Tuesday, June 23, 2020

eLearning stats

Here are our stats for our eLearning period from April 1 to June 12:
50 teaching days.
1,484,152 minutes in Zoom (JS).
495 hours in Zoom per day (JS).
56,036 Seesaw posts from students and teachers (JK-4).
27,6681 Seesaw comments (JK-4).
4652 Google Classroom posts (5-7).
We had four days of pro-d from March 26 to March 31 but I tried not to include those. For the 50 teaching days I just used an online calculator to take away the weekends and holidays. The last 10 of those days were actually a combination of our Home Learning and On-Campus Blended Learning.

The Zoom stats are very misleading. The raw stats outputted from the Zoom dashboard seem to multiply the number of meeting minutes. We don't require (or suggest) students to create Zoom accounts but faculty must have a registered account so it's easy to just pull out faculty stats and filter for just the Junior School (JK-Grade 7). However, Zoom seems to include participants into meeting minute totals but it's quite inconsistent. So a teacher hosting a meeting for 10 minutes with two participants may end up with a meeting total of 30 minutes!
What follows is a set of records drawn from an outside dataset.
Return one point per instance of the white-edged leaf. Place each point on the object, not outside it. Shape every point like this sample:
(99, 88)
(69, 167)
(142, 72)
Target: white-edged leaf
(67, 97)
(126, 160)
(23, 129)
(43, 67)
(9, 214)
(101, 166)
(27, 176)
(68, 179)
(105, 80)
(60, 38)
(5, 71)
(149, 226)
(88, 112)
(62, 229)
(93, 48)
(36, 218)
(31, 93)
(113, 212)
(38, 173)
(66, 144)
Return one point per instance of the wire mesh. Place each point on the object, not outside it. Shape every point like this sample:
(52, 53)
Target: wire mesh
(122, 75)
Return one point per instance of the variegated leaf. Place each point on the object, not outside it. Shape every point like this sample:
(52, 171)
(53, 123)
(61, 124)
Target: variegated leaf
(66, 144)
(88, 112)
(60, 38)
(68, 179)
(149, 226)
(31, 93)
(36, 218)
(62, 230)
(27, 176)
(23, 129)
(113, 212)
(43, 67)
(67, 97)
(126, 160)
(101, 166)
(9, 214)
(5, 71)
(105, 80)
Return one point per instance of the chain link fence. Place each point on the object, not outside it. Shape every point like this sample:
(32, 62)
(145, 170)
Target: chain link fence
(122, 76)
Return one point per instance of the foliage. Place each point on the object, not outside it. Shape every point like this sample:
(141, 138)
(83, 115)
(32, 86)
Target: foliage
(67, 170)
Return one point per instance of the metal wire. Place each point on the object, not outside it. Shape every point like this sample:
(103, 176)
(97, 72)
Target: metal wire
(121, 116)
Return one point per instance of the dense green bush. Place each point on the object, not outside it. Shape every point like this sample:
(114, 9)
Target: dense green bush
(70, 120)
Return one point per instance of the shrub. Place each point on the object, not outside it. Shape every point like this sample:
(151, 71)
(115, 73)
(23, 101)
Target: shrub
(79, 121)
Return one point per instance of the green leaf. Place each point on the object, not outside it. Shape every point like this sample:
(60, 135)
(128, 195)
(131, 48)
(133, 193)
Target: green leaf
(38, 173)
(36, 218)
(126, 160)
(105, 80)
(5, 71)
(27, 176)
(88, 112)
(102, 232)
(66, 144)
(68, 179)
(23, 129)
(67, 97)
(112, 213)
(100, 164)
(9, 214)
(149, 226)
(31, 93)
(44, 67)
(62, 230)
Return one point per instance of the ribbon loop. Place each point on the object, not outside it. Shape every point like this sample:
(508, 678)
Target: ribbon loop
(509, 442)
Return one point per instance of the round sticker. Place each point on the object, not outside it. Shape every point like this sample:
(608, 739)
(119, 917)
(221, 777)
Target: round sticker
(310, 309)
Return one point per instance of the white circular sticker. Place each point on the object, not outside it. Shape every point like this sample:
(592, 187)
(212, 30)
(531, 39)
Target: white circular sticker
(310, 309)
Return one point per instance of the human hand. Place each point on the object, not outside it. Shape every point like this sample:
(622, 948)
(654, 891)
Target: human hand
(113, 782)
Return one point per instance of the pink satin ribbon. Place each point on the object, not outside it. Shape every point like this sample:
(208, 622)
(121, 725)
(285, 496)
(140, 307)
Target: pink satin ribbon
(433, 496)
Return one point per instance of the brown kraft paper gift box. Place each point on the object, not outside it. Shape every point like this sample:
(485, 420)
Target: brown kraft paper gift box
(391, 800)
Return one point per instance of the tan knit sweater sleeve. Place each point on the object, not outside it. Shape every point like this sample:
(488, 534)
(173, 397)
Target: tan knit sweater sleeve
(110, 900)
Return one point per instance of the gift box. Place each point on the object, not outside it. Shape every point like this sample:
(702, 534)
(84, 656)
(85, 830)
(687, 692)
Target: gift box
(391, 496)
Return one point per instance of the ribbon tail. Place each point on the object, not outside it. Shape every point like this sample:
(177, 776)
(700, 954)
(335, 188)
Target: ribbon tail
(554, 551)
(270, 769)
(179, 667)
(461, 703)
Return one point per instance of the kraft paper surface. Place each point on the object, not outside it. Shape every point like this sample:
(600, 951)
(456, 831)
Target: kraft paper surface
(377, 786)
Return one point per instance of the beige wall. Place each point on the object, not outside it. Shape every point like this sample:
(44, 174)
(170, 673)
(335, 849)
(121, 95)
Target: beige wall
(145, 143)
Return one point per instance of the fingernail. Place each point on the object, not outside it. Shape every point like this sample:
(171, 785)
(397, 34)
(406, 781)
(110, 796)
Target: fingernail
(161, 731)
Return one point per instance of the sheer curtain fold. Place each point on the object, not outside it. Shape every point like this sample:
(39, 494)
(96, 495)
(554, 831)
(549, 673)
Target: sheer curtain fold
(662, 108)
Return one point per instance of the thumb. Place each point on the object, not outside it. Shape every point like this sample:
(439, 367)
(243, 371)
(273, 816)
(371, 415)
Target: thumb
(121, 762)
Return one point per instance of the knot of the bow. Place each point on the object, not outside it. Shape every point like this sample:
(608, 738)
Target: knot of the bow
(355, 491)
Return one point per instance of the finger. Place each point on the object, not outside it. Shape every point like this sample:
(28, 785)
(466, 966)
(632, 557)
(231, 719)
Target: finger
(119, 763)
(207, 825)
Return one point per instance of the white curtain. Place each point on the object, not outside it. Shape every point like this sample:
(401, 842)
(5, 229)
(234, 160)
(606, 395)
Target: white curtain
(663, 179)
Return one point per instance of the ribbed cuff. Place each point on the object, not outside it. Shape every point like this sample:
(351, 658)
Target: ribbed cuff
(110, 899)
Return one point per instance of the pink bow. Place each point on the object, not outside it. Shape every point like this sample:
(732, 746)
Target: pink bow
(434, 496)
I'm a little surprised that Chromebooks are not represented higher in the OS breakdown. This might be because this chart comes from client information so only tracks participants using the packaged Zoom app. I still strongly recommend Chromebooks in our BYOD years and we have maybe 25% representation in the school so I would have expected a greater percentage here.

The Seesaw stats were pulled from the admin dashboard and needed a bit of calculation. Total posts were found by subtracting our June 12 total from the April 1 total. Seesaw also provides a "weekly item" analytic but it's confusing. It would imply that each week thousands of posts were being added which would greatly skew our "total posts" analytic. I suspect this "weekly item" total also includes comments and attachments:

Google Classroom stats were pulled from the GSuite Admin dashboard. There are ways to pull this data out using the GSuite API or tools like GAM or littleSIS and I'd like to dig a little deeper into this in the fall. One such use of this data is to pull post titles or rubric info out of assignments so teachers have an easy way of tracking assessable student content.